To enrich the lives of indoor cats, we have compiled a “resource checklist"!
Cats eliminate to fulfil a fundamental need. However, they may also use eliminations as a way to mark their territory. To ensure that cats eliminate in their litter box, there are 4 main things to consider:
1. Litter tray hygiene – Clean the litter tray daily and wash the litter tray weekly with a mild detergent and rinse thoroughly.
2. Litter tray type and size – Most cats prefer large, uncovered litter trays. Trays with higher sides can be useful for cats that tend to scatter litter over the side whilst digging. Trays with lower sides should be provided to kittens and older cats.
3. Litter type – Once you find a litter that your cat likes, don’t change types! Cats often have individual preferences for certain litter types.
4. Litter tray location and number – The general rule with litter trays is one per cat and an additional tray for the house. Litter trays need to be kept in a quiet, but accessible location.

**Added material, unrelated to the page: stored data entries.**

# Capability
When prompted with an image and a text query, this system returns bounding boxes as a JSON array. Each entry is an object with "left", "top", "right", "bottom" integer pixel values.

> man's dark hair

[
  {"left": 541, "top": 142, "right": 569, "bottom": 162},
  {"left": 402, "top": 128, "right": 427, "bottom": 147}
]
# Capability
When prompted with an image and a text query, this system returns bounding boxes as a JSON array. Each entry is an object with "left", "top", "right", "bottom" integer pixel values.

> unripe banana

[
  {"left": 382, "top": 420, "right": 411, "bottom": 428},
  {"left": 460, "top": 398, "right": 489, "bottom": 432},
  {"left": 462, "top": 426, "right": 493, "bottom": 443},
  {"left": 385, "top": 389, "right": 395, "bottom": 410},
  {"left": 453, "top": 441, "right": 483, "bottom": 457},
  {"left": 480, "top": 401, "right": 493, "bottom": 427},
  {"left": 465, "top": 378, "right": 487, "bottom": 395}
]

Scratching is a natural behaviour for cats. Scratching poles provide an alternative option for cats to scratch, saving your furniture and carpets! Scratching poles are available in a variety of styles and materials. Cats that scratch chair legs may prefer a vertical scratching pole. Just ensure that it is tall enough for them to stretch out. Cats that scratch carpets may prefer horizontal scratching poles. Scratching poles should be placed near sleeping areas or room entrances, so that they can leave scent marks defining their territory. Nail clipping can be easily performed to reduce damage done by scratching.
The cat is a natural hunter. Therefore, toys should be available which allow the cat to simulate this hunting activity. Most cats prefer to hunt specific creatures. By identifying your cats “prey” preference, it will enable you to find toys that your cat will be more likely to play with. Try both “bird” and “mouse” toys at the same time to see which toy they prefer. Sometimes even the simplest toys, such as scrunched up paper, can provide hours of entertainment. Toys can be rotated to maintain interest.
Outdoor Cat Enclosures
Outdoor cat enclosures provide the best of both worlds, enabling your cat to enjoy the sights and sounds of the outside world without exposing them to outdoor risks. There are many options available, including purpose built “Catmax” enclosures, or do-it-yourself high fencing with angled returns and Elizabethan collars on trees. Some cats can also be trained to walk on a harness and lead.
Cats sometimes like to graze on grass and herbs. Potted plants can be placed indoors to allow them access. Plants, such as catnip, catmint, thyme, sage and parsley, can all be grown indoors.
Some cats will adapt more readily to an indoor lifestyle than others. Cats which have spent years outdoors may not accept an indoor lifestyle. It is up to the owner and their cat to assess the advantages and disadvantages of the different lifestyles.